El más relevante de los criterios para pronosticarle un contexto chúcaro a quien se ciña la banda embrujada en poco tiempo, no obstante, es la composición del Congreso. Como se sabe, ninguno de los dos partidos que pugnan por la presidencia ha obtenido en la nueva conformación legislativa una mayoría que le permitiría aprobar por cuenta propia iniciativa alguna. Cualquiera de ellas necesitaría tejer acuerdos con varias otras bancadas para intentar sacar adelante sus empeños más preciados… Pero sucede que, en muchos casos, los parlamentarios de esas otras bancadas han alcanzado sus curules sobre la base de planteamientos muy distintos a los que pudiera querer impulsar quien esté a cargo del Ejecutivo; y como es lógico, tales parlamentarios no pueden darles las espaldas a sus electores simplemente porque alguien proveniente de canteras políticas diferentes ganó la elección y tiene otras ideas. La opinable tradición de andarle extendiendo cheques en blanco al ganador de los comicios presidenciales por el mero hecho de serlo conocería, entonces, en esta ocasión probablemente una excepción.
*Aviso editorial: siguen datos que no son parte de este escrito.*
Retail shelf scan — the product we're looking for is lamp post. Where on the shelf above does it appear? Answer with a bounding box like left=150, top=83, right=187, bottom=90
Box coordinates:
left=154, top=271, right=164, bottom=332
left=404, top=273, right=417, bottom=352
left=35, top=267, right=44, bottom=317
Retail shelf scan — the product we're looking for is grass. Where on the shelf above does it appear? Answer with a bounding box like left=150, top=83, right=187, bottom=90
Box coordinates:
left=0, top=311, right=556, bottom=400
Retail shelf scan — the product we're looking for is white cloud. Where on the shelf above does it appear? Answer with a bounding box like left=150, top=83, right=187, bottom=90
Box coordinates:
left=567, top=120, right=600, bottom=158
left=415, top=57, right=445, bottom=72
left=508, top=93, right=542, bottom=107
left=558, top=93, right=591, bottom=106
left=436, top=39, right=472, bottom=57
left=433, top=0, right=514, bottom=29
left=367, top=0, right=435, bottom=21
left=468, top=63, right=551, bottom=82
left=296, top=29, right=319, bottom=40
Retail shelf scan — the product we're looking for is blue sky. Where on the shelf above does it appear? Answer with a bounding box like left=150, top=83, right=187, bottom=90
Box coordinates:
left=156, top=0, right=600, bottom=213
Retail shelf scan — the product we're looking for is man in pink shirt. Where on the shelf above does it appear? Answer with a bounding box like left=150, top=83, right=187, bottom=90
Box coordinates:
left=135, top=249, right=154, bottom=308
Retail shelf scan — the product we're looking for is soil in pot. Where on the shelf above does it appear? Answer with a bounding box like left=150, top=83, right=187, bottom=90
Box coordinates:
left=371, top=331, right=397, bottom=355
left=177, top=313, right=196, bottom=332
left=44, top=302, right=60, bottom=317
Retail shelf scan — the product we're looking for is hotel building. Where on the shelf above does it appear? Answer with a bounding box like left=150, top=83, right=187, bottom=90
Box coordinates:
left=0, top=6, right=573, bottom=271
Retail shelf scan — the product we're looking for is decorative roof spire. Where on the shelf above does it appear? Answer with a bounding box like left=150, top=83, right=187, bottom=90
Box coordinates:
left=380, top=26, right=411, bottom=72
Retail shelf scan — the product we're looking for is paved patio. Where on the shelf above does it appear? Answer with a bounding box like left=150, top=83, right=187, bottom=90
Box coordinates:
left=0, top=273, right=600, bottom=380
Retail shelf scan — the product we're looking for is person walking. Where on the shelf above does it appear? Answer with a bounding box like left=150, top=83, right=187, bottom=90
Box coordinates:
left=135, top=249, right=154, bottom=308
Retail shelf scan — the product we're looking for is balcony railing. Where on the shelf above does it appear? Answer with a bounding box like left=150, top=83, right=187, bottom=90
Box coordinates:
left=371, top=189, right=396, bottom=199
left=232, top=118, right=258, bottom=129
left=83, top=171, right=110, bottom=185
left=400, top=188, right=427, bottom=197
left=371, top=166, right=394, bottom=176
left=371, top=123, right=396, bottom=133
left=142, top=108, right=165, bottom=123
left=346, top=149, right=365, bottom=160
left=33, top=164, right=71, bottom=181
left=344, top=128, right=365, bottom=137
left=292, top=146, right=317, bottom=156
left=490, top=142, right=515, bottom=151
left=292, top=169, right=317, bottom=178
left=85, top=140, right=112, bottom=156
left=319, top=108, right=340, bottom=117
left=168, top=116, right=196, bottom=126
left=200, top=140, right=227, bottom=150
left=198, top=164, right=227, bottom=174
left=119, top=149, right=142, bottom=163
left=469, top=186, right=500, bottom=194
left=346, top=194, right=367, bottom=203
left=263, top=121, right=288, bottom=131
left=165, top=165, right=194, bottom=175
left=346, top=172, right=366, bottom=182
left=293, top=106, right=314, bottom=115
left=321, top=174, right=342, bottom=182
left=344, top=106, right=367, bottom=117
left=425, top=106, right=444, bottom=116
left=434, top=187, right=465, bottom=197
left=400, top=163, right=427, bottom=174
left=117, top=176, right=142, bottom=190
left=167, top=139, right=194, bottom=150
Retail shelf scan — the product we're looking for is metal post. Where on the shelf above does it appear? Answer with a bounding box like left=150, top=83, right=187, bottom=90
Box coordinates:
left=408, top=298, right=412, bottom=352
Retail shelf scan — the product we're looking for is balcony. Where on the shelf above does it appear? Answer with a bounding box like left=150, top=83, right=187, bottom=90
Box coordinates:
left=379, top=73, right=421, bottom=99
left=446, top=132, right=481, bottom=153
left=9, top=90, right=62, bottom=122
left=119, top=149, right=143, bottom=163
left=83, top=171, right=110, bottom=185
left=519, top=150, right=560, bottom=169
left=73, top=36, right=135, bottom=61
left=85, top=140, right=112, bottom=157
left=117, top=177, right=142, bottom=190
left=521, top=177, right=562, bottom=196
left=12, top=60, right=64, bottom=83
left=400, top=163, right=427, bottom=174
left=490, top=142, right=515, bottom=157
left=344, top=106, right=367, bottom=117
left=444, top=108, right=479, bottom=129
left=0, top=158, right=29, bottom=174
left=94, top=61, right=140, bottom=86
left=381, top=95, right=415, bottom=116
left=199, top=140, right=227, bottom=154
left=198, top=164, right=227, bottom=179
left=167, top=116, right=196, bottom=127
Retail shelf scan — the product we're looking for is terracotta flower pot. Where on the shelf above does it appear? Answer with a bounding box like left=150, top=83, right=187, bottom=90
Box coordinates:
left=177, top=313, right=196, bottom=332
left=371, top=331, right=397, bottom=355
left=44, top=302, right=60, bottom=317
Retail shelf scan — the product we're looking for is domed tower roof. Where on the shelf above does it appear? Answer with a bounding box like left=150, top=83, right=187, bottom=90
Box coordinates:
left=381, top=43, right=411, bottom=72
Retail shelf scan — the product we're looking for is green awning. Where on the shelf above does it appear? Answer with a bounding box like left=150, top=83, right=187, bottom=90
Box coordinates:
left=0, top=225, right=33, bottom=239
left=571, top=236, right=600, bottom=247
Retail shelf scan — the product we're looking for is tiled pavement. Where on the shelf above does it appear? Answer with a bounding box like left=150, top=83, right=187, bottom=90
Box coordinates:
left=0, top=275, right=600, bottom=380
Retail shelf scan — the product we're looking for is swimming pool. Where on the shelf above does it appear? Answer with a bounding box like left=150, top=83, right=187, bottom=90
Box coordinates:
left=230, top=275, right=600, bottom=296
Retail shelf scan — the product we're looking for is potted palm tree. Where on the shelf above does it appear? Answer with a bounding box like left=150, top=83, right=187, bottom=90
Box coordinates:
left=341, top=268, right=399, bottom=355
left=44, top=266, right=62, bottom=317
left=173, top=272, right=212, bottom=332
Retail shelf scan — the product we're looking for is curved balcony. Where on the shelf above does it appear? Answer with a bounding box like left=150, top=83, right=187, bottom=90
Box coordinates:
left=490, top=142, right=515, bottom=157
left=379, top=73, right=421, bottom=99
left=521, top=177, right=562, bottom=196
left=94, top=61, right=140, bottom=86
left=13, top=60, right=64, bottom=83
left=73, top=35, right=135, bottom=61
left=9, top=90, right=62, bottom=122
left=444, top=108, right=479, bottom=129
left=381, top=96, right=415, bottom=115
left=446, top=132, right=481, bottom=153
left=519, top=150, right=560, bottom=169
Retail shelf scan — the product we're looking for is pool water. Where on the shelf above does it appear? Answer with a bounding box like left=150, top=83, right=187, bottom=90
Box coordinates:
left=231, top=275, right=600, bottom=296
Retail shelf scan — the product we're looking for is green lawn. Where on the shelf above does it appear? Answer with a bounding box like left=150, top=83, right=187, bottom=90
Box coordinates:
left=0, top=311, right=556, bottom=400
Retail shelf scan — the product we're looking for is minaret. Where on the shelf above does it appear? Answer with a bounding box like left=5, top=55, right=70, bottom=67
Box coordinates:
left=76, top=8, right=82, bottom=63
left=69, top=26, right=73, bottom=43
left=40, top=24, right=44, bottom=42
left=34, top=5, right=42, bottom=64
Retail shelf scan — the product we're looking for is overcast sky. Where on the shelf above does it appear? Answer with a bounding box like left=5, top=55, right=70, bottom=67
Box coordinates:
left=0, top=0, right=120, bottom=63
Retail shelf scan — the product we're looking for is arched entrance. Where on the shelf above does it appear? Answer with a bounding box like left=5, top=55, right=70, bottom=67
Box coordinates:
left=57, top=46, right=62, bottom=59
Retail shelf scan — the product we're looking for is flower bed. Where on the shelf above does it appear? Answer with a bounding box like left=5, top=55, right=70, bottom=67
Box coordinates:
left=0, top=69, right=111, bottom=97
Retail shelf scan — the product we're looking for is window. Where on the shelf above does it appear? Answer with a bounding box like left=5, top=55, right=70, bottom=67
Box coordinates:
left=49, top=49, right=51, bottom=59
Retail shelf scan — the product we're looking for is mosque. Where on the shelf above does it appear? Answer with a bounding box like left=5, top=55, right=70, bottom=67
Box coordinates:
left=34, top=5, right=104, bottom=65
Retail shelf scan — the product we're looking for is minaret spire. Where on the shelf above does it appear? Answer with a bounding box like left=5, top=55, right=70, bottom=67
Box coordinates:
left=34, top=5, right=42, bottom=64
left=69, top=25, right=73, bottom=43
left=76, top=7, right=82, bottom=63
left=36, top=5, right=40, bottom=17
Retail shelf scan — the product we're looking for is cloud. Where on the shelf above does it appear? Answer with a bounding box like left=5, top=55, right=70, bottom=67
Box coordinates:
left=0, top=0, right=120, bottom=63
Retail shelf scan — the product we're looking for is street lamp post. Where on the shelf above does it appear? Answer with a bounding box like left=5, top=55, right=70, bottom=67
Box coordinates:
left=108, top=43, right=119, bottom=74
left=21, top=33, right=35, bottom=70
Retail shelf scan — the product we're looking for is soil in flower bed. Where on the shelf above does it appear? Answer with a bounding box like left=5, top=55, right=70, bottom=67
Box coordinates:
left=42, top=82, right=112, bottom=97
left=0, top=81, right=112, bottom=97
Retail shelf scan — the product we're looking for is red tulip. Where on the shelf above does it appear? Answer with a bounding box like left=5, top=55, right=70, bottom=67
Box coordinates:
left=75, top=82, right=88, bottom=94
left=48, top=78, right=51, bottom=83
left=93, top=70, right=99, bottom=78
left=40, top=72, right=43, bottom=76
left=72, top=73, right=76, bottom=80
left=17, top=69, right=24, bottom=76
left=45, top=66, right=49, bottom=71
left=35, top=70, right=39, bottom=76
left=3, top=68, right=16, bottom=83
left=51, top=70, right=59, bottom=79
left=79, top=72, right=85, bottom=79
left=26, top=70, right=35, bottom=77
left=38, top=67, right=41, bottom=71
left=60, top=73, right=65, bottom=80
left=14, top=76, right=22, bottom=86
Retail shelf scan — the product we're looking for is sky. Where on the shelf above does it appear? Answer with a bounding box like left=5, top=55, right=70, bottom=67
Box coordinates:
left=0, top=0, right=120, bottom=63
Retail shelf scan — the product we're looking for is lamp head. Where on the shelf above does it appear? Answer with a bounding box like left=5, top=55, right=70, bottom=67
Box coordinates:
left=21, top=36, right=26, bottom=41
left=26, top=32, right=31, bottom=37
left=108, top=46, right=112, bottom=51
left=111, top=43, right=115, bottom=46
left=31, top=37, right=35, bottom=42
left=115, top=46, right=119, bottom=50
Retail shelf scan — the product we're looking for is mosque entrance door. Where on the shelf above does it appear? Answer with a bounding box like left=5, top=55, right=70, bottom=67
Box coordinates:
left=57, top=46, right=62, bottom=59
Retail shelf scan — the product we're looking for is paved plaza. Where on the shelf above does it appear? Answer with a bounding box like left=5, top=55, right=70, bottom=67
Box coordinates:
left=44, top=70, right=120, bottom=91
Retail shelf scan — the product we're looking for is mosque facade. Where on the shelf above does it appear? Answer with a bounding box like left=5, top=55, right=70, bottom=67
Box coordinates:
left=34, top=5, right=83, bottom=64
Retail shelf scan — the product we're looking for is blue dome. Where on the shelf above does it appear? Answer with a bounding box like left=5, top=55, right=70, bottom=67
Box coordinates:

Un resultado electoral no convierte las malas ideas en buenas, ni las inaceptables en aceptables. Y, por lo tanto, no debería haber efecto de “luna de miel” alguno que hiciera a los congresistas que se acomodarán próximamente en el hemiciclo renunciar a sus compromisos de campaña.
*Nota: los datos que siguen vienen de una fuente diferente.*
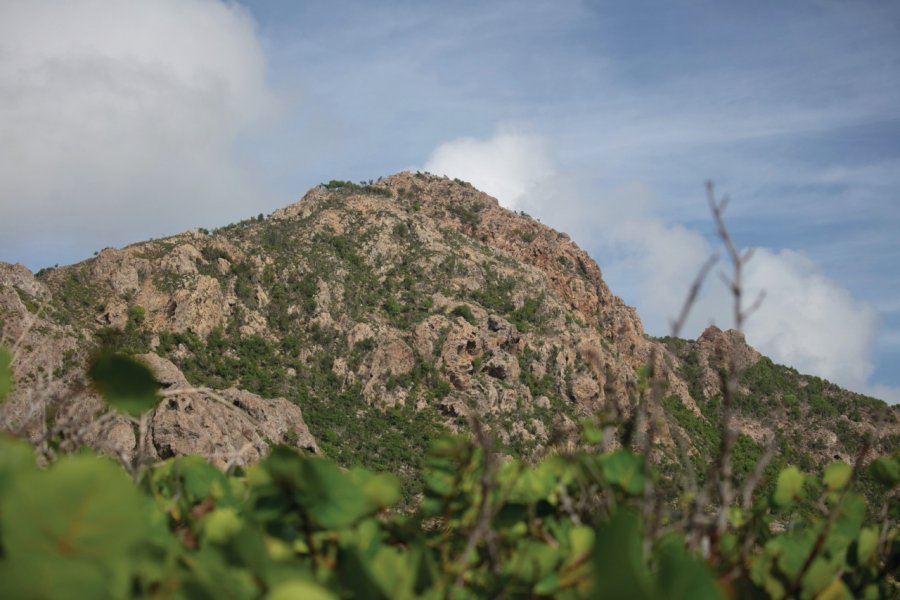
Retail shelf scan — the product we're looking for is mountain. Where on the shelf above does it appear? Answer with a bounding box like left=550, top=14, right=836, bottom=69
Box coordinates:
left=0, top=173, right=900, bottom=490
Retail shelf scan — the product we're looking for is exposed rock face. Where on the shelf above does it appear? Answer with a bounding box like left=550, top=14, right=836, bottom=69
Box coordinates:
left=695, top=325, right=761, bottom=397
left=0, top=173, right=896, bottom=472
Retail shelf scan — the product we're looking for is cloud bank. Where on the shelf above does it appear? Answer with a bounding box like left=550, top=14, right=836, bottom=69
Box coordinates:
left=0, top=0, right=277, bottom=267
left=424, top=131, right=900, bottom=401
left=425, top=127, right=554, bottom=210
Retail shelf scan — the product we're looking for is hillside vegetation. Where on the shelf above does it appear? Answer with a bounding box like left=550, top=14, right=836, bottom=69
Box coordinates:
left=0, top=173, right=900, bottom=597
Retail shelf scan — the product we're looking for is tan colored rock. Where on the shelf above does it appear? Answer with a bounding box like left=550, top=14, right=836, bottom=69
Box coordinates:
left=482, top=349, right=521, bottom=383
left=168, top=275, right=227, bottom=337
left=572, top=375, right=600, bottom=406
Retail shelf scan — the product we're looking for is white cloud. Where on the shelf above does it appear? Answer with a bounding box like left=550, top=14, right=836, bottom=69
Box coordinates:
left=0, top=0, right=276, bottom=268
left=429, top=133, right=900, bottom=400
left=424, top=128, right=553, bottom=209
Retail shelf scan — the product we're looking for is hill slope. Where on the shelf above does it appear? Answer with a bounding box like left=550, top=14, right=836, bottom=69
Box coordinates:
left=0, top=173, right=900, bottom=494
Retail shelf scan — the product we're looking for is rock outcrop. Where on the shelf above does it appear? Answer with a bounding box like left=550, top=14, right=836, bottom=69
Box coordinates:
left=0, top=173, right=896, bottom=472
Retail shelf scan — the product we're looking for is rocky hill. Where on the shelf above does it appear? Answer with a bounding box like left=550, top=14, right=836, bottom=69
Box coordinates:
left=0, top=173, right=900, bottom=494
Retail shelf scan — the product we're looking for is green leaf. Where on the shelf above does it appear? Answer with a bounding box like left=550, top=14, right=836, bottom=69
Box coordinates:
left=856, top=527, right=878, bottom=565
left=656, top=536, right=722, bottom=600
left=773, top=467, right=805, bottom=508
left=203, top=507, right=244, bottom=544
left=88, top=352, right=162, bottom=417
left=0, top=348, right=12, bottom=402
left=822, top=462, right=853, bottom=491
left=591, top=510, right=653, bottom=600
left=0, top=455, right=152, bottom=598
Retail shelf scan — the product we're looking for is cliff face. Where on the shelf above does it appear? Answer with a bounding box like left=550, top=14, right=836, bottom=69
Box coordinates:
left=0, top=173, right=896, bottom=478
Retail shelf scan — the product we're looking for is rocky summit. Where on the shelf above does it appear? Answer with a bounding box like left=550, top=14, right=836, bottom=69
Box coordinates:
left=0, top=173, right=900, bottom=489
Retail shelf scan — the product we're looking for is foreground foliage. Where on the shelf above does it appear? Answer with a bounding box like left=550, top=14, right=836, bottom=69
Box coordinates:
left=0, top=424, right=900, bottom=598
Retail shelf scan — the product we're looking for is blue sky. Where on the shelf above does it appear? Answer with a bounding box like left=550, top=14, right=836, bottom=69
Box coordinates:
left=0, top=0, right=900, bottom=400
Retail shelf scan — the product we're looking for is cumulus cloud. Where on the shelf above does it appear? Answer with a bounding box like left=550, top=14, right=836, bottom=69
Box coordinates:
left=425, top=127, right=554, bottom=210
left=429, top=133, right=898, bottom=400
left=0, top=0, right=277, bottom=266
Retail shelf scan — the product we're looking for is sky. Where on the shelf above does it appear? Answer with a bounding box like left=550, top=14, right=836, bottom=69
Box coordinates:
left=0, top=0, right=900, bottom=402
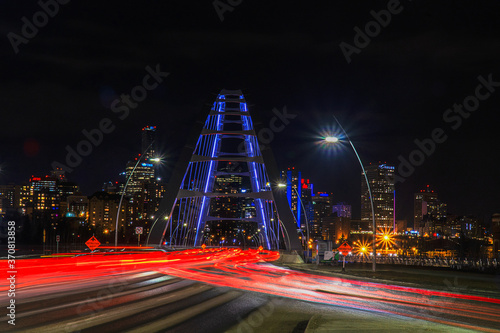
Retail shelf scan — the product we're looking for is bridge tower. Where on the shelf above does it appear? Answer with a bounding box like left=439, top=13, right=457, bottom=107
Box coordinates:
left=149, top=90, right=295, bottom=249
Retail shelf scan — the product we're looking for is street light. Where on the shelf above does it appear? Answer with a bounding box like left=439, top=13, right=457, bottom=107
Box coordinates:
left=324, top=116, right=377, bottom=272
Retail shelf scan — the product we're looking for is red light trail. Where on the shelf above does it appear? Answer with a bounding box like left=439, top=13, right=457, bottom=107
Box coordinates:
left=0, top=247, right=500, bottom=332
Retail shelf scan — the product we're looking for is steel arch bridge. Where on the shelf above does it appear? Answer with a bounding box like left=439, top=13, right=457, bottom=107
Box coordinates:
left=148, top=90, right=300, bottom=250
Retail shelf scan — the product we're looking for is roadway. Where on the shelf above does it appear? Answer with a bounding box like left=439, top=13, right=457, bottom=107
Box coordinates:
left=0, top=249, right=500, bottom=333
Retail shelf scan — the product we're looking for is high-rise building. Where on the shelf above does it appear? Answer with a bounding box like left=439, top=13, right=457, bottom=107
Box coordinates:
left=141, top=126, right=156, bottom=158
left=29, top=176, right=61, bottom=220
left=311, top=192, right=332, bottom=240
left=0, top=184, right=16, bottom=214
left=281, top=167, right=314, bottom=230
left=125, top=156, right=155, bottom=195
left=361, top=163, right=396, bottom=229
left=491, top=213, right=500, bottom=260
left=122, top=126, right=165, bottom=231
left=332, top=202, right=352, bottom=218
left=88, top=192, right=127, bottom=234
left=413, top=185, right=447, bottom=235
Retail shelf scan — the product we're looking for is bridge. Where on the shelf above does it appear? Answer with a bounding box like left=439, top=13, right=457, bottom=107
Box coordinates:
left=148, top=90, right=301, bottom=250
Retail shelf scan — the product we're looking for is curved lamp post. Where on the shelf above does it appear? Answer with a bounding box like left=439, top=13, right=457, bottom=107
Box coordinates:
left=324, top=116, right=377, bottom=272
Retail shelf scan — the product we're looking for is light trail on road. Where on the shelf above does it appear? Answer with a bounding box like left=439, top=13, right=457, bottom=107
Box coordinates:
left=0, top=248, right=500, bottom=332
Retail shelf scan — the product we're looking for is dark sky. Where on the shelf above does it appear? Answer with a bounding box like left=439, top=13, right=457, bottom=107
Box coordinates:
left=0, top=0, right=500, bottom=221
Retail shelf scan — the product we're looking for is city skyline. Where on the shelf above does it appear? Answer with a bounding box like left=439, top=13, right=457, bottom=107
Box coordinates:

Cabe señalar que, si bien este escenario le complicaría la tarea de gobernar tanto a Castillo como a Fujimori, un ejercicio de aritmética simple sugiere que, de los dos, quien más difícil la tendría sería el primero: las afinidades entre Fuerza Popular, Alianza Para el Progreso, Renovación Popular y Avanza País anuncian un bloque más numeroso que el que pudieran conformar en el futuro Legislativo Perú Libre, Juntos por el Perú y el Partido Morado. Quedaría por ver, desde luego, cómo actuarían Acción Popular, Podemos Perú y Somos Perú en cada situación, pero seguramente continuarían mostrando la inconsistencia que han exhibido en el actual Congreso.
–Sonora Matancera dixit–
Todo esto viene a cuento por lo que podría ocurrir el mismísimo 28 de julio, cuando el próximo presidente pronuncie su discurso inaugural frente al país y la nueva representación nacional. No es descabellado asumir que, aprovechando la oportunidad, la administración entrante busque materializar en ese momento sus más caros afanes presentándole al Congreso propuestas que parecerán difíciles de rechazar por las bancadas de oposición por el hecho de ir acompañadas de la amenaza implícita de colgarles el rótulo de “obstruccionistas”.
Lo más probable, sin embargo, es que en esas circunstancias el futuro presidente acabe descubriendo que lo que anticipaba como un trance de complacencia y aplausos será más bien el inicio de una temporada sin luna y sin miel a la que tendrá que ponerle buena cara porque, parafraseando a la Sonora Matancera, si te metiste a demócrata, ahora tienes que aprender.